Former Google engineer and influential AI researcher Francois Cholet Co-founder of a non-profit organization to help develop benchmarks that will probe AI for “human-level” intelligence.
The non-profit, ARC Prize Foundation will be led by Greg Kamrad, former Salesforce director of engineering and founder of AI product studio Leverage. Kamradt will serve as Chairman and Member of the Board.
“[W]I am growing into a proper non-profit foundation to act as a useful north star towards artificial general intelligence,” Cholett. wrote In a post on a nonprofit website. (Artificial general intelligence is a nebulous term, but it generally refers to AI that can perform most tasks that humans can.)[W]e is trying to inspire progress through propaganda [the gap] in basic human capacities.”
The ARC Prize Foundation will expand ARC-AGIAn experiment developed by Chollet to assess whether an AI system can efficiently acquire new skills that it was trained on. It consists of puzzle-like problems where an AI has to create the correct “answer” grid from a collection of different colored squares. The problems were designed to force an AI to adapt to new problems it had not seen before.
Chollet introduced ARC-AGI, short for “Abstract and Reasoning Corpus for Artificial General Intelligence” in 2019. Many AI systems can pass Math Olympiad exams and come up with possible solutions to PhD-level problems.

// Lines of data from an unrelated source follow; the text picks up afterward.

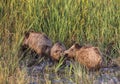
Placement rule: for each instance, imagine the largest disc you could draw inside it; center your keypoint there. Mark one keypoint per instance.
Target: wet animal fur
(39, 42)
(88, 56)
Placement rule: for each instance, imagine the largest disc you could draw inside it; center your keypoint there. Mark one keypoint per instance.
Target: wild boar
(88, 56)
(38, 42)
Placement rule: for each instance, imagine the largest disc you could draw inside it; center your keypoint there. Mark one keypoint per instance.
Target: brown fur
(87, 55)
(57, 51)
(39, 42)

But as of this year, the best-performing AI could solve only a third of ARC-AGI's tasks.
“Unlike most Frontier AI benchmarks, we're not trying to measure AI risk with superhuman test questions,” Cholett wrote in the post. “Future versions of the ARC-AGI benchmark will focus on shrinking [the human capability] gap toward zero.”

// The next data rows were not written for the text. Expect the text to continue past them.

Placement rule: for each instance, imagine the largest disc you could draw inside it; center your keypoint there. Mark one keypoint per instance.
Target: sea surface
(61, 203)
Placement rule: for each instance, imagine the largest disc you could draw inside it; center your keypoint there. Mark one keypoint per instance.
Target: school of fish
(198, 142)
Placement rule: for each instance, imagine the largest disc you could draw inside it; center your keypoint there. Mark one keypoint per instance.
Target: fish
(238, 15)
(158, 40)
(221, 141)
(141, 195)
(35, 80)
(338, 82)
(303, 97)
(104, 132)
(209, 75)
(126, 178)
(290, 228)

Last June, Chollet and Zapier co-founder Mike Knoop at competition Creating an AI capable of besting ARC-AGI. OpenAI's unpublished o3 The model is the first to score a qualification – but only with an extraordinary amount of computing power.
Chollet made it clear that ARC-AGI has flaws — many models were able to force their way to high scores — and that he doesn't believe o3 possesses human-level intelligence.
“[E]Arly data points that offer upcoming [successor to the ARC-AGI] The benchmark will still pose a significant challenge to the o3, potentially dropping its score below 30% even on high counts (although a smart person can score 95% without training). will be able to score more),” Chollet said in a statement last December. “You'll know artificial general intelligence is here when you practice creating tasks that are easy for regular humans but difficult for AI.”
button said The plan is to launch a new competition this year as well as a second-generation ARC-AGI benchmark. The non-profit organization will also begin designing the third version of ARC-AGI
It remains to be seen how the ARC Prize Foundation addresses this Criticism Cholet has been confronted with overselling ARC-AGI as a criterion for arriving at AGI. The very definition of AGI is hotly debated; Recently an OpenAI staff member claimed That AGI is “already” achieved if one defines AGI as AI “better than most humans at most tasks.”
Interestingly, OpenAI CEO Sam Altman said in December that the company intends to partner with the ARC-AGI team to develop future standards. Chollet did not provide any updates on the potential partnership in today's announcement.